Zus
Zus offers tabularized FHIR data in the form of data marts via Snowflake data share, and makes their schema publicly available.
This is an early release of the connector -- as with any connector we welcome and look forward to community contributions to improve the connector.
Getting Started
Step 1: Prerequisites
Before you begin, ensure you have the following:
- Access to your data warehouse: Credentials and network access to your data warehouse instance (e.g. Snowflake, BigQuery).
- Zus FHIR Data Marts: Your raw Zus data must be loaded into specific tables within your data warehouse.
- dbt CLI Installed: You need dbt (version 1.9 recommended) installed on your machine or environment where you'll run the transformations. See dbt Installation Guide for help with installation.
- Git: You need Git installed to clone this project repository.
- Authentication Details: These details will be important in connecting to dbt with a
profiles.yml
file.
Step 2: Clone the Repository
Open your terminal or command prompt and clone this project:
git clone https://github.com/tuva-health/zus_connector.git
cd zus_connector
Step 3: Create and Activate Virtual Environment
It's highly recommended to use a Python virtual environment to manage project dependencies. This isolates the project's packages from your global Python installation.
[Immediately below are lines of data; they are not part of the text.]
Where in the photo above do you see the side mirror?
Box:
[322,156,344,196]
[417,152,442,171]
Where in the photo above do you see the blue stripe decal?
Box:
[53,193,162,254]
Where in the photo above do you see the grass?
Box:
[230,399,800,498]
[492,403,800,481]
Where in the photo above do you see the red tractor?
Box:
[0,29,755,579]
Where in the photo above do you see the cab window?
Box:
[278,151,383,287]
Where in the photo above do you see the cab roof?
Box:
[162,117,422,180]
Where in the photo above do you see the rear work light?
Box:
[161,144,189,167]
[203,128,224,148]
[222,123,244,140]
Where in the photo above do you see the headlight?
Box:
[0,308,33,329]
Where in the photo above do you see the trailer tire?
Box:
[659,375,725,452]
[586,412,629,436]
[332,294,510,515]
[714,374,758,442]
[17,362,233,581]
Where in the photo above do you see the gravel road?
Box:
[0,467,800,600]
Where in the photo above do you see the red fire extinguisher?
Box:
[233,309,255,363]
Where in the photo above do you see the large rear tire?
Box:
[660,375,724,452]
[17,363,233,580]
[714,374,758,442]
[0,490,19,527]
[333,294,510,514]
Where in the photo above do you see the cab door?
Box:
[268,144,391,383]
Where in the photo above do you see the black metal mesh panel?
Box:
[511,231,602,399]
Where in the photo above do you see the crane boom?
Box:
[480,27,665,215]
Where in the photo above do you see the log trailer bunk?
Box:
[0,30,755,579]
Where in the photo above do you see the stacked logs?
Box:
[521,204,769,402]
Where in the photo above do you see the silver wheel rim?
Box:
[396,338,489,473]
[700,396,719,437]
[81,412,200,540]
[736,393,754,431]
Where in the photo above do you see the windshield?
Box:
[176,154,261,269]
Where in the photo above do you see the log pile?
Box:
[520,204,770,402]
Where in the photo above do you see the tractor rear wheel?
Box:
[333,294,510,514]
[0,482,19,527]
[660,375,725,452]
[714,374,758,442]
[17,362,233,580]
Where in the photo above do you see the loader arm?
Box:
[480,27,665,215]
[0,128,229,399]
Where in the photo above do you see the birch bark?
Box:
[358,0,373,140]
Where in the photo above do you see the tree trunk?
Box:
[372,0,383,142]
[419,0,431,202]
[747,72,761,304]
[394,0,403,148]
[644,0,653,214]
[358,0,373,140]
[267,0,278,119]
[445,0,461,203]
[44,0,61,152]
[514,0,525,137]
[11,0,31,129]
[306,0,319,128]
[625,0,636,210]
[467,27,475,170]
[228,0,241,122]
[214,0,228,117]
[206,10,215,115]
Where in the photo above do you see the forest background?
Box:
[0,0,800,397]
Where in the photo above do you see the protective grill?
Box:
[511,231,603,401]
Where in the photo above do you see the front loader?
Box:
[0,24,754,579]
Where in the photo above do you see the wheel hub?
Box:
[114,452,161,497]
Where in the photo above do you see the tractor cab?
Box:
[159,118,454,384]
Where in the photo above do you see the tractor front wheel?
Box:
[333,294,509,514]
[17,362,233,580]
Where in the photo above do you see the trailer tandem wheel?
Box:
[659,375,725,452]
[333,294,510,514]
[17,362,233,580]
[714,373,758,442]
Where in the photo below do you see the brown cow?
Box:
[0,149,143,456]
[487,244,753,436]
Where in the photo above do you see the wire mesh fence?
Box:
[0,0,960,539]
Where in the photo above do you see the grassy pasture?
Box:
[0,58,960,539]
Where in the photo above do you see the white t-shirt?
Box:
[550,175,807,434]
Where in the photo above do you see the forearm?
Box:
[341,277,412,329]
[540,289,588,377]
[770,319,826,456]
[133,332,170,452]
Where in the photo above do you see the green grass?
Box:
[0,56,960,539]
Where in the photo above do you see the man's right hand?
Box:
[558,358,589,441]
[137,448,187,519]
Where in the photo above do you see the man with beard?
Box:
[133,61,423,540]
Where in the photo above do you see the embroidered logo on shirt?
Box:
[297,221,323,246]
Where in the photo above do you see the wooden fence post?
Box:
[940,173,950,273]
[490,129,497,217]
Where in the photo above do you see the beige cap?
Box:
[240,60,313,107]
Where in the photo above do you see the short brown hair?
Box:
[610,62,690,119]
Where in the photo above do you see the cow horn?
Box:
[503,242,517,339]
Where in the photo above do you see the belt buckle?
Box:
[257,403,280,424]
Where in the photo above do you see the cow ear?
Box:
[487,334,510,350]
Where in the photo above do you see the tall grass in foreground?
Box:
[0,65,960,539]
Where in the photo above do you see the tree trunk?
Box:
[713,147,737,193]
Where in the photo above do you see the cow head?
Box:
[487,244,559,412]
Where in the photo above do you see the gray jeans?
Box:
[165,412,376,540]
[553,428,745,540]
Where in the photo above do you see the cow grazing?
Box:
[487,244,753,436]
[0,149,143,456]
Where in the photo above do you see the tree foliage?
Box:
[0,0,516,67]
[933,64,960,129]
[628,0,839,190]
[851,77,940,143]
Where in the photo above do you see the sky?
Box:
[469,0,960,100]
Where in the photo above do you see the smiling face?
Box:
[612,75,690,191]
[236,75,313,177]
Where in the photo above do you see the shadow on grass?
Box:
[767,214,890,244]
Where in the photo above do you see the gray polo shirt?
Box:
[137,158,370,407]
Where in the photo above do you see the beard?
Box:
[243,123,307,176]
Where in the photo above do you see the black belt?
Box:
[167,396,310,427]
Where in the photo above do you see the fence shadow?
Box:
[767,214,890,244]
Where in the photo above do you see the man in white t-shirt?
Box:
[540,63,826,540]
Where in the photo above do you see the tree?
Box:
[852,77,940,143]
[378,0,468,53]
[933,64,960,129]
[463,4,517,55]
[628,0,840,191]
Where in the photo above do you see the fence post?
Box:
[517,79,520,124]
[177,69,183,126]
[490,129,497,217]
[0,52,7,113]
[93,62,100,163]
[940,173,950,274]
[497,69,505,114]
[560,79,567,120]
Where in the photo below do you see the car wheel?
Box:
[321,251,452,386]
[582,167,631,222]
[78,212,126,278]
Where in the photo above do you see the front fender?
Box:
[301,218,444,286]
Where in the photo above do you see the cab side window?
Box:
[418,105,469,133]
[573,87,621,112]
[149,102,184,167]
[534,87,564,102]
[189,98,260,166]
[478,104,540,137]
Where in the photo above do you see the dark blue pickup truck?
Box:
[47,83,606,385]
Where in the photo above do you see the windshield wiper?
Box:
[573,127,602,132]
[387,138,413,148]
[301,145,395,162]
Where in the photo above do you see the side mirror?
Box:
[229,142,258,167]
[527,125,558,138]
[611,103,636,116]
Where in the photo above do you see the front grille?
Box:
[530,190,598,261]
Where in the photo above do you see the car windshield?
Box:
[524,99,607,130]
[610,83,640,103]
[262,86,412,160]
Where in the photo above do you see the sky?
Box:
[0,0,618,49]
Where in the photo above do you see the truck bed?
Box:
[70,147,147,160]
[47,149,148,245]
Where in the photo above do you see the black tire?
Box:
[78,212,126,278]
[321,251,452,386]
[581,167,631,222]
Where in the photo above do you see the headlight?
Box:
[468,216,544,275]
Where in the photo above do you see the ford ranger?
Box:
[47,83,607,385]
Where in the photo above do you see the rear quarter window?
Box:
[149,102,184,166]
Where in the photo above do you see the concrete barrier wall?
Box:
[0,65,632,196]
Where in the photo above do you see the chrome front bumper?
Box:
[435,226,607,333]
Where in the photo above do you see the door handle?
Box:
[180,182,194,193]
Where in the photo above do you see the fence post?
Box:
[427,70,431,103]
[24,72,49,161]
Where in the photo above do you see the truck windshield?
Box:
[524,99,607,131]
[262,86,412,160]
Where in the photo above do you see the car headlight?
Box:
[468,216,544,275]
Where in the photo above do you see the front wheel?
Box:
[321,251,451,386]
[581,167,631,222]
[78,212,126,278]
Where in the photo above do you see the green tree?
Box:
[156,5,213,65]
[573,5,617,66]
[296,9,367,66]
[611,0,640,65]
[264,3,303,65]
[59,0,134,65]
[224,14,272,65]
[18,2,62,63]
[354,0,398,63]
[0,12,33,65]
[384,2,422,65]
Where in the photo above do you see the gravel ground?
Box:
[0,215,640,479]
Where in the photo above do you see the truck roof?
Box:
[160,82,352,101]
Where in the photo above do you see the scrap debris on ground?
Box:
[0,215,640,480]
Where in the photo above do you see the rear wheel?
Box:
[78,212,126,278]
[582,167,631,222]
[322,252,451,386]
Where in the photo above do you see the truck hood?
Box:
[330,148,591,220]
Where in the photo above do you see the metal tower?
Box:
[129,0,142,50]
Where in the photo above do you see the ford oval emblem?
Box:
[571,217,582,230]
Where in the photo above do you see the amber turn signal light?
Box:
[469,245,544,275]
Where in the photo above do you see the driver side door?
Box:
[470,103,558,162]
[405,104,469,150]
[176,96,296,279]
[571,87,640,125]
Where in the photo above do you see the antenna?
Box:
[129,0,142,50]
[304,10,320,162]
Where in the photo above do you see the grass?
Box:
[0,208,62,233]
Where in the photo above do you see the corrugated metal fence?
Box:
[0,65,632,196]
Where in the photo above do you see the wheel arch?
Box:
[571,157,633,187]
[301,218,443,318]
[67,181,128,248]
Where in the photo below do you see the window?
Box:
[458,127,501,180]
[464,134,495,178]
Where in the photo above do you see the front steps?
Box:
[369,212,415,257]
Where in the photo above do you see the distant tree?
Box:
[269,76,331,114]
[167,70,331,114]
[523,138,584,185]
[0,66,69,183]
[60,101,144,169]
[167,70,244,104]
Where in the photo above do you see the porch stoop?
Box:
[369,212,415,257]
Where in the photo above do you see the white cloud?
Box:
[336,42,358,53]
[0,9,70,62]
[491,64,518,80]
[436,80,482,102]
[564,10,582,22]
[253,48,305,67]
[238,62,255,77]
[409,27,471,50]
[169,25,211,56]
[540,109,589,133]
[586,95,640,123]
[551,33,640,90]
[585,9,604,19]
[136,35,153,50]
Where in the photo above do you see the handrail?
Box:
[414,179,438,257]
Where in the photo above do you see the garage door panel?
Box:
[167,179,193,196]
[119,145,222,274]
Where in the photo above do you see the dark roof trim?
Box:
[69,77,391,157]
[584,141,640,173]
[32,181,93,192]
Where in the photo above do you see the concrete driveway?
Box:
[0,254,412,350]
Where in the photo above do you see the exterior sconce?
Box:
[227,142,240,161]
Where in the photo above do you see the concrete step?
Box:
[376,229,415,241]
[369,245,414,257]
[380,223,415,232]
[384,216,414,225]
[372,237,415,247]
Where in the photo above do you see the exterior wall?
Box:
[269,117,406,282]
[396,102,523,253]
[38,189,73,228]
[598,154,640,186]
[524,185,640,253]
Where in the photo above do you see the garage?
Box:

- Create the virtual environment (run this inside the zus_connector directory):
# Use python3 if python defaults to Python 2
python -m venv venv
This creates a venv directory within your project folder.
- Activate the virtual environment:
- macOS / Linux (bash/zsh):
source venv/bin/activate
- Windows (Command Prompt):
venv\Scripts\activate.bat
- Windows (PowerShell):
.\venv\Scripts\Activate.ps1
- Windows (Git Bash):
source venv/Scripts/activate
You should see (venv) prepended to your command prompt, indicating the environment is active.
Step 4: Install Python Dependencies
With the virtual environment active, install the required Python packages, including dbt and the warehouse-specific dbt adapter (e.g. dbt-snowflake
, dbt-bigquery
).
Step 5: Configure profiles.yml for Data Warehouse Connection
dbt needs to know how to connect to your data warehouse. In general, this is done via a profiles.yml file, which you need to create. This file should NOT be committed to Git, as it contains sensitive credentials.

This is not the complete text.